Bundling Multiple Skills: How to Create Skill Packs
Bundling Multiple Skills: How to Create Skill Packs

Let's talk about the moment every OpenClaw builder hits a wall.
You've got five or six skills running individually. Maybe a web scraper, a summarizer, a data formatter, something that pings an API, and a little skill that writes clean output to a file. Each one works beautifully in isolation. You test them, they pass, you feel like a genius.
Then you try to make them work together — as a single, coherent agent workflow — and everything falls apart.
The scraper passes raw HTML to the summarizer, which chokes. The formatter expects clean JSON but gets a string with escaped quotes jammed inside it. The API skill fires before the data it depends on is even ready. And somewhere in the chaos, your agent enters a retry loop that burns through tokens like a bonfire while accomplishing exactly nothing.
This is the bundling problem. And it's not a you problem — it's arguably the single most common frustration in the entire AI agent space right now. If you've been lurking in any community where people build autonomous workflows, you've seen the posts: "My agent keeps calling the wrong tool," "Stuck in infinite retry loops," "Works with 3 skills, breaks with 8."
OpenClaw gives you the primitives to solve this properly. But you need to understand how to bundle skills the right way, because just throwing them into a single agent config and hoping the LLM figures it out is a recipe for wasted time and wasted money.
Here's how to actually do it.
Why Individual Skills Work but Bundles Don't
First, let's understand the failure mode, because once you see the pattern you can't unsee it.

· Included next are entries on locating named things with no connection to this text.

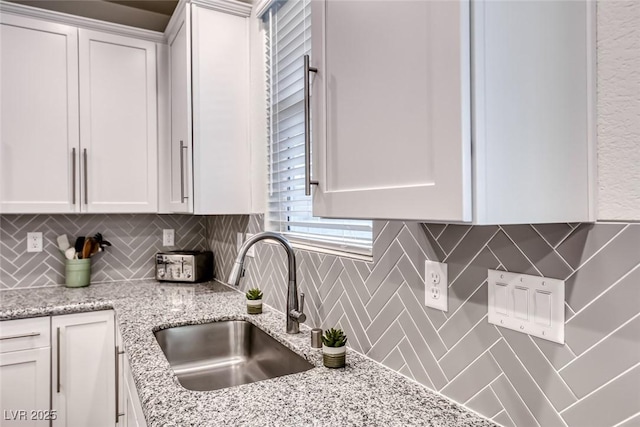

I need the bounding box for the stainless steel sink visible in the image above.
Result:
[155,320,313,391]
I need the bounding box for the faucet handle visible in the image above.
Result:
[289,292,307,323]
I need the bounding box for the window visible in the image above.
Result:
[263,0,372,255]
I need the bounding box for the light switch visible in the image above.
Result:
[487,270,564,344]
[513,287,529,320]
[534,291,551,326]
[494,283,507,316]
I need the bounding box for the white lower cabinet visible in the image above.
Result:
[0,317,52,427]
[0,311,146,427]
[51,311,117,427]
[123,354,147,427]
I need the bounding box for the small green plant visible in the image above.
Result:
[322,328,347,347]
[246,288,262,301]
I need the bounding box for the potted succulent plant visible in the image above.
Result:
[322,328,347,368]
[245,288,262,314]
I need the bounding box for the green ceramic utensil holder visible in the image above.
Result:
[65,258,91,288]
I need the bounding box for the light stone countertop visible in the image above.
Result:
[0,281,495,427]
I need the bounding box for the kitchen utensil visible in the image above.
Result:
[89,237,102,257]
[64,248,76,259]
[82,237,95,259]
[74,236,85,259]
[56,234,71,253]
[93,233,111,249]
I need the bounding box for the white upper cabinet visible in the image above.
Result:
[0,13,79,213]
[160,2,253,214]
[0,9,158,213]
[79,29,158,213]
[159,8,193,213]
[310,0,595,224]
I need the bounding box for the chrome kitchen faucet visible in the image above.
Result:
[227,231,307,334]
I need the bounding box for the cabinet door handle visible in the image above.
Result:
[304,55,318,196]
[84,148,89,205]
[0,332,40,341]
[180,141,189,203]
[116,346,120,424]
[56,328,60,393]
[71,147,76,205]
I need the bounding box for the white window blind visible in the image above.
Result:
[263,0,372,255]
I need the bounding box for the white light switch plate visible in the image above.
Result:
[487,270,564,344]
[27,232,42,252]
[424,260,449,311]
[162,228,176,246]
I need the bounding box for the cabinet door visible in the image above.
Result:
[51,311,116,427]
[78,29,158,213]
[191,6,251,215]
[312,0,472,221]
[0,13,79,213]
[162,12,193,212]
[0,347,51,427]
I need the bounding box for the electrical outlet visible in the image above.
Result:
[27,232,42,252]
[247,233,256,258]
[424,260,449,311]
[162,228,176,246]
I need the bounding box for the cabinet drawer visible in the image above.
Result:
[0,317,51,353]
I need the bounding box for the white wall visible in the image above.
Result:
[597,0,640,220]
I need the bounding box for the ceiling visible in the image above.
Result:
[11,0,178,32]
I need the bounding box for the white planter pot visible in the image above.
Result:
[322,344,347,368]
[247,299,262,314]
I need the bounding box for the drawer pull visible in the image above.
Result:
[0,332,40,341]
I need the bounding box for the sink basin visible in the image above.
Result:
[155,320,314,391]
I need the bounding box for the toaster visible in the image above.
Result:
[156,251,213,283]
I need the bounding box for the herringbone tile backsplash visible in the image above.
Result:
[207,216,640,427]
[0,215,206,290]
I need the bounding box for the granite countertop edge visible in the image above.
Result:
[0,280,495,427]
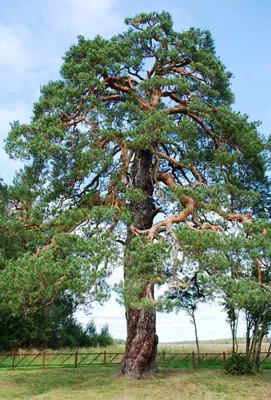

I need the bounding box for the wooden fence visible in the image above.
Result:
[0,351,271,370]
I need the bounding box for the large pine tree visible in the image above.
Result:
[3,13,265,378]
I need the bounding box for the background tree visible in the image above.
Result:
[165,275,207,364]
[2,12,270,378]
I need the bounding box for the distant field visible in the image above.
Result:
[0,366,271,400]
[13,339,271,354]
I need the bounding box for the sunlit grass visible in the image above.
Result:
[0,366,271,400]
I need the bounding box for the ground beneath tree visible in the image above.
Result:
[0,367,271,400]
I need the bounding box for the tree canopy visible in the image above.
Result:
[1,12,270,377]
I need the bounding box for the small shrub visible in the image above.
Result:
[224,354,253,375]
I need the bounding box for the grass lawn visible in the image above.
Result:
[0,366,271,400]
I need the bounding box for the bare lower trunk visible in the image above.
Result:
[122,309,158,379]
[121,150,158,379]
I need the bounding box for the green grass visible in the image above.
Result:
[0,366,271,400]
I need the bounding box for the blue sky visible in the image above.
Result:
[0,0,271,340]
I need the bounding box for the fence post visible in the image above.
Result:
[163,350,166,369]
[104,350,106,367]
[41,350,45,369]
[11,351,15,370]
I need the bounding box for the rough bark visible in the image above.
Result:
[121,150,158,379]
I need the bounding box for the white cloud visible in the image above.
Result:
[43,0,123,36]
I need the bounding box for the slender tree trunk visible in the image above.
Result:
[191,311,200,364]
[121,150,158,379]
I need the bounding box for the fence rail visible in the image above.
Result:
[0,351,271,370]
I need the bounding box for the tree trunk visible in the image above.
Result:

When you give an LLM a single skill — one tool, one clear description, one set of parameters — it performs extremely well. The context is tight. There's no ambiguity about which tool to use (there's only one). The parameter schema is easy to follow because there's nothing competing for attention.
The moment you start bundling, you introduce three problems simultaneously:
Selection ambiguity. With multiple skills available, the model has to decide which one to call at each step. Research across every major agent framework consistently shows that once you cross roughly 8–12 bundled tools, models start making poor selections. They'll default to whichever skill has the most generic-sounding description (usually web search) and ignore your carefully built specialized tools.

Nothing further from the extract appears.